This might be of interest on the price of miles:
How Airlines Make Billions From Monetizing Frequent Flyer Programs
If i’ve read it right, United’s own reports are 1c+ per mile (perhaps as high as 2c). I would imagine QF would be fairly competitive with those rates?
That was a fascinating read, thanks for sharing. US$ and (I could be wrong here but) no interchange fee regulation in the US probably allows for higher points costs. Similarly a "flat rule" of 20% margin is interesting.
A bit of a google turned up
this adnews (australia) article which claims QF sells points "between 1.1 and 2.5 cents".
I think that could be a weighted average - lower-volume partners would certainly pay more, reflecting those higher values. But I think it's unlikely that banks would on the whole lose money on interchange on an ongoing basis. Acquisition bonuses would probably be loss leaders, though negotiated at a volume discount with QF.
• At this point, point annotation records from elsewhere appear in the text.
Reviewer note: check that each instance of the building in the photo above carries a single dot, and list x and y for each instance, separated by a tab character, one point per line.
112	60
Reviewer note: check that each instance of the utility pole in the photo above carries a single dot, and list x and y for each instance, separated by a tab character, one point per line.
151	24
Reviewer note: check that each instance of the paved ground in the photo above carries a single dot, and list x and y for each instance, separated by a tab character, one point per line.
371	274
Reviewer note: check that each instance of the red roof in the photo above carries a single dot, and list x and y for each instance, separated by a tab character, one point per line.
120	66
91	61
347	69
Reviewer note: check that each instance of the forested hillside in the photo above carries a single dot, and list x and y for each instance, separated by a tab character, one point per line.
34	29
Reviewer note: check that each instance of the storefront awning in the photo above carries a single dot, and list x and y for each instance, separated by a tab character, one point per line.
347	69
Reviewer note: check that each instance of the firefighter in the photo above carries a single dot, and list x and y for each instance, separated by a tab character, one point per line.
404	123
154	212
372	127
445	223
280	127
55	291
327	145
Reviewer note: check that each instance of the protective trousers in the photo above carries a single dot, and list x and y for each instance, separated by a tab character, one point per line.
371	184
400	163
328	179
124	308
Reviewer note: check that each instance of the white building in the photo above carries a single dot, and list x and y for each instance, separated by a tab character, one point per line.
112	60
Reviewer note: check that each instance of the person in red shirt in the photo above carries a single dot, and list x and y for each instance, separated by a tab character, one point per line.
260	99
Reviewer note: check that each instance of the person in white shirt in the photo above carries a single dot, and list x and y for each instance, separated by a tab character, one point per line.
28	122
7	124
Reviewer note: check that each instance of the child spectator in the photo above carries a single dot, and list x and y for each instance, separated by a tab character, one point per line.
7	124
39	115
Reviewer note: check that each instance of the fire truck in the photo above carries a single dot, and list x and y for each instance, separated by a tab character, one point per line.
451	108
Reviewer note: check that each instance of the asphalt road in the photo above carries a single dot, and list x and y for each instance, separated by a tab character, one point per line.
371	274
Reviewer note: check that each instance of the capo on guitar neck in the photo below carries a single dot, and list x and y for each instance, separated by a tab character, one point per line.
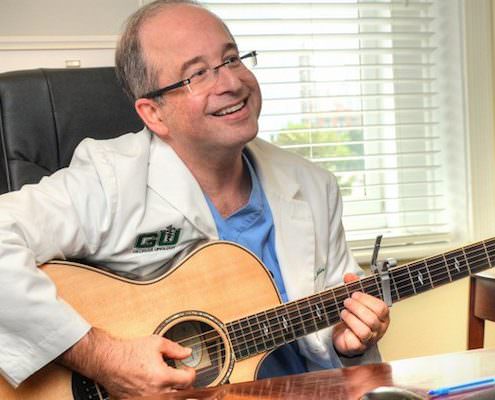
381	268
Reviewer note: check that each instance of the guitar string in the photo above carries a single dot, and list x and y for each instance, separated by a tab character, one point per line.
312	318
479	253
434	281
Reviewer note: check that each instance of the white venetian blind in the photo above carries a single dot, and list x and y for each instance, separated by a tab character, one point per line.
354	87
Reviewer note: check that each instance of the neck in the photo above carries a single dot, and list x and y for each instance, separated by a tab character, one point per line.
224	178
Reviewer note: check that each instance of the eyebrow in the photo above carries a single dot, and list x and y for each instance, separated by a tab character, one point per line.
197	59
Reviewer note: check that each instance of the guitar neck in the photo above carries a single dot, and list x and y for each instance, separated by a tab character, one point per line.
287	322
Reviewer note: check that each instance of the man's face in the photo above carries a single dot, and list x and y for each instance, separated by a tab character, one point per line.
180	41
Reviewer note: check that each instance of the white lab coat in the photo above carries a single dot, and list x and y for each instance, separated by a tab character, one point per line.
117	189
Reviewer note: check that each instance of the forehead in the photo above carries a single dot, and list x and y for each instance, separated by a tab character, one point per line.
181	32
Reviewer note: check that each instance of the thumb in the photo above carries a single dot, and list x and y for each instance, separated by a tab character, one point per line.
350	277
174	350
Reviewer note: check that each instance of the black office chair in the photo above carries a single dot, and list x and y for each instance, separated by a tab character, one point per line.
45	113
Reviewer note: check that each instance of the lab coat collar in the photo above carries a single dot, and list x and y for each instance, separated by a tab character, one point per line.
171	179
293	219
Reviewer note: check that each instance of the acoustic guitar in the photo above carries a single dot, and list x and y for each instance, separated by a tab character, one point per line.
222	302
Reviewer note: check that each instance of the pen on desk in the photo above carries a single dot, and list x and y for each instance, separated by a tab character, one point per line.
462	388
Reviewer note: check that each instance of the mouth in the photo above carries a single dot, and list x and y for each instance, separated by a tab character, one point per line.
230	110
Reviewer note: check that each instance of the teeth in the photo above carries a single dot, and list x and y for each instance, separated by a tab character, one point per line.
230	110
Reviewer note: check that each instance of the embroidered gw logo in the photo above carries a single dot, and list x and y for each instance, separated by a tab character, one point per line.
164	238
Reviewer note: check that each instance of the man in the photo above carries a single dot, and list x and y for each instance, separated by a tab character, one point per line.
197	167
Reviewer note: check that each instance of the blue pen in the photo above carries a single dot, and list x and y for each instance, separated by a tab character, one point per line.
462	388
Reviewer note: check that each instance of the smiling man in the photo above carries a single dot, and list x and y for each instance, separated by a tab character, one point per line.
197	171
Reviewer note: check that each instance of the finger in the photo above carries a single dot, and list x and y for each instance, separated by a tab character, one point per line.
360	330
174	350
366	316
180	378
350	277
374	304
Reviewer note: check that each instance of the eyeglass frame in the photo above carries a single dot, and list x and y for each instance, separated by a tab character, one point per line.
185	82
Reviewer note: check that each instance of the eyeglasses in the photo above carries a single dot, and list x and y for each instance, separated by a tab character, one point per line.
205	78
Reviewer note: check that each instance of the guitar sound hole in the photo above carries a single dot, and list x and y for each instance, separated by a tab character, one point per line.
208	350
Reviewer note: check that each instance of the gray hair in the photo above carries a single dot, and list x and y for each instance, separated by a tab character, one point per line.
135	75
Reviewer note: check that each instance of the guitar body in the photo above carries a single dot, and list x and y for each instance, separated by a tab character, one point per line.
217	283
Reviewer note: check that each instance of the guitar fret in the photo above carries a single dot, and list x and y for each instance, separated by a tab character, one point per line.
456	264
260	338
324	310
253	342
298	323
248	336
478	257
447	267
311	320
490	245
403	280
439	273
276	329
267	331
238	340
486	252
340	294
393	285
421	280
378	285
288	329
467	262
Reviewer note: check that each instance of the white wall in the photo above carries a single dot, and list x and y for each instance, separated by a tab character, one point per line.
58	33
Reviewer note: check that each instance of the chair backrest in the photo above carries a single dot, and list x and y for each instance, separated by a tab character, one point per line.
45	113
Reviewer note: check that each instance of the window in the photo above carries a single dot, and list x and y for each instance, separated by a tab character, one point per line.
372	91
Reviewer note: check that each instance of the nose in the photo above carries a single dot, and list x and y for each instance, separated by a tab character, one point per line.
227	80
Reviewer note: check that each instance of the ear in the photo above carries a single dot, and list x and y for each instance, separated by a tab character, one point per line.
151	113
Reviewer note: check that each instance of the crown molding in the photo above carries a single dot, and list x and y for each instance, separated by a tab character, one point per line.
13	43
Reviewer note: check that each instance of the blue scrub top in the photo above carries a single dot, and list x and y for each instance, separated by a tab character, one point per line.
252	227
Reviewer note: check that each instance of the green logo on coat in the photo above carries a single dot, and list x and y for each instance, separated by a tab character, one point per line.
150	241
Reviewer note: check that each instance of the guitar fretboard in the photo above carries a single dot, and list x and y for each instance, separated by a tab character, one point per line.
285	323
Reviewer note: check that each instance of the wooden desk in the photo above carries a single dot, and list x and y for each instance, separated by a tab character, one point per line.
418	375
481	306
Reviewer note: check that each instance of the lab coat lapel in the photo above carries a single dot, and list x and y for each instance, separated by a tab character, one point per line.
294	229
171	179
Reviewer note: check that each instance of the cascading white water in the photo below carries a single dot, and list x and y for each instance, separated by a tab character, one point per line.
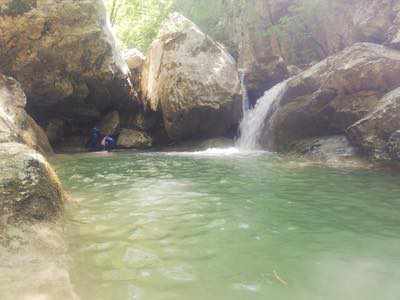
252	124
245	95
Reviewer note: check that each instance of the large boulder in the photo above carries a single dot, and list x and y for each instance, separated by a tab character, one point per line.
332	95
268	35
64	55
134	59
110	124
192	80
15	124
133	139
378	133
29	188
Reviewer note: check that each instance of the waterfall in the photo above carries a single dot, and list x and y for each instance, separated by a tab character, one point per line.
253	121
245	95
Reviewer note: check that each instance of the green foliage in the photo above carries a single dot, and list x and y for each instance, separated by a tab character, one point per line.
301	29
137	22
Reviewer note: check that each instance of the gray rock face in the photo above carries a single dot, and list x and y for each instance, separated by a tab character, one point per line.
29	188
192	81
134	58
133	139
64	56
332	95
15	124
110	124
264	54
378	133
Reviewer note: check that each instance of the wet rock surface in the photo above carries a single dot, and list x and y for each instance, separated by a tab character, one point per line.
65	58
29	188
332	95
134	139
377	134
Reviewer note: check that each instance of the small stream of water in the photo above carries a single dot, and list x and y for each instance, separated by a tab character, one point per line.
253	122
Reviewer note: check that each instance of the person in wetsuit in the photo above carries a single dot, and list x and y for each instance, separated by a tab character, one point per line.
108	143
94	139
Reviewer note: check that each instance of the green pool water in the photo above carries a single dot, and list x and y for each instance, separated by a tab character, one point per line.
228	225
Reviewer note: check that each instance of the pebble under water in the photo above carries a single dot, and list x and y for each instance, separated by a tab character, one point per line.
229	225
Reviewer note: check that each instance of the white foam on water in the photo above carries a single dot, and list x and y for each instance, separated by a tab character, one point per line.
253	121
219	152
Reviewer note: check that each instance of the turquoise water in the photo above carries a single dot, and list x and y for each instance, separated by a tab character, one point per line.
226	225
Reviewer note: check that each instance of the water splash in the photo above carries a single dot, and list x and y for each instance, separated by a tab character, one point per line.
245	94
252	124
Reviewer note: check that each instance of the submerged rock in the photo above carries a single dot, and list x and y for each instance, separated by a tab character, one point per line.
192	81
15	124
332	95
134	139
377	135
328	148
29	188
64	56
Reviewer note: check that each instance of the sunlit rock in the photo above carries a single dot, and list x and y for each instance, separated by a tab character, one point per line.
192	80
378	133
134	139
332	95
29	188
64	56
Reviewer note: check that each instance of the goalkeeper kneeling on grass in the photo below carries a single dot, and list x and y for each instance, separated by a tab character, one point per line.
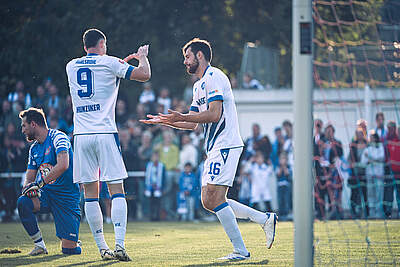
49	186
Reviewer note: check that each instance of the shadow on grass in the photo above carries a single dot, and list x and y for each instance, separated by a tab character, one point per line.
22	260
227	263
27	260
101	263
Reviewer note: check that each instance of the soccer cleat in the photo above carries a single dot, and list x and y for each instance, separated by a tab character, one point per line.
107	254
120	253
235	257
38	251
269	228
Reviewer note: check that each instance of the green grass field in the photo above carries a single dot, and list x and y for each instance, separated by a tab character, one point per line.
338	243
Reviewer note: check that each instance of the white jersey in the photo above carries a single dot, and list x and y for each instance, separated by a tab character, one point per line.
94	83
213	86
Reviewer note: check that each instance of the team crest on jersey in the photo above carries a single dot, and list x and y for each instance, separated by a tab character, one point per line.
44	170
224	154
47	150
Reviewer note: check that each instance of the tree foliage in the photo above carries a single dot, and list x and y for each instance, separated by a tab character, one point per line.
40	37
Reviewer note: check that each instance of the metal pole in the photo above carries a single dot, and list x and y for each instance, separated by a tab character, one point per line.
303	125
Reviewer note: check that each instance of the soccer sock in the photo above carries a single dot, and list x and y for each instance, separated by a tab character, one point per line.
28	220
72	251
119	213
95	220
244	212
227	218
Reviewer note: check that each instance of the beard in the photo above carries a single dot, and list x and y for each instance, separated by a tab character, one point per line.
192	68
30	137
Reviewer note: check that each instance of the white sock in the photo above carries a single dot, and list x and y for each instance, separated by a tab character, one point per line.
38	240
245	212
119	214
227	218
95	220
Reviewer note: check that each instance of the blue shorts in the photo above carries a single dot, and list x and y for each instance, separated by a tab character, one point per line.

Otherwise, back of envelope calculations on an ANZ Qantas Platinum card:
- 75,000 points would cost $750 for acquisition
- Assume it's a
super premium mastercard - that's 0.8% interchange ex GST for paypass transactions
- At a rate of 0.5 points per $ (0.75 for the first $3000 but let's ignore that for simplicity) there's a 0.3% margin for the bank on each transaction
The consumer would have to spend $250,000 on the card to cover the acquisition cost in the first year. This is why I think the points are probably sold at lower than 1c/p to the banks in particular - unless, of course, the whole thing is offset by people who pay interest.
So back to the OP's question. Do banks hate churners? At these numbers, probably, but I guess it's on us not to fly too close to the sun and end up paying interest on the debt.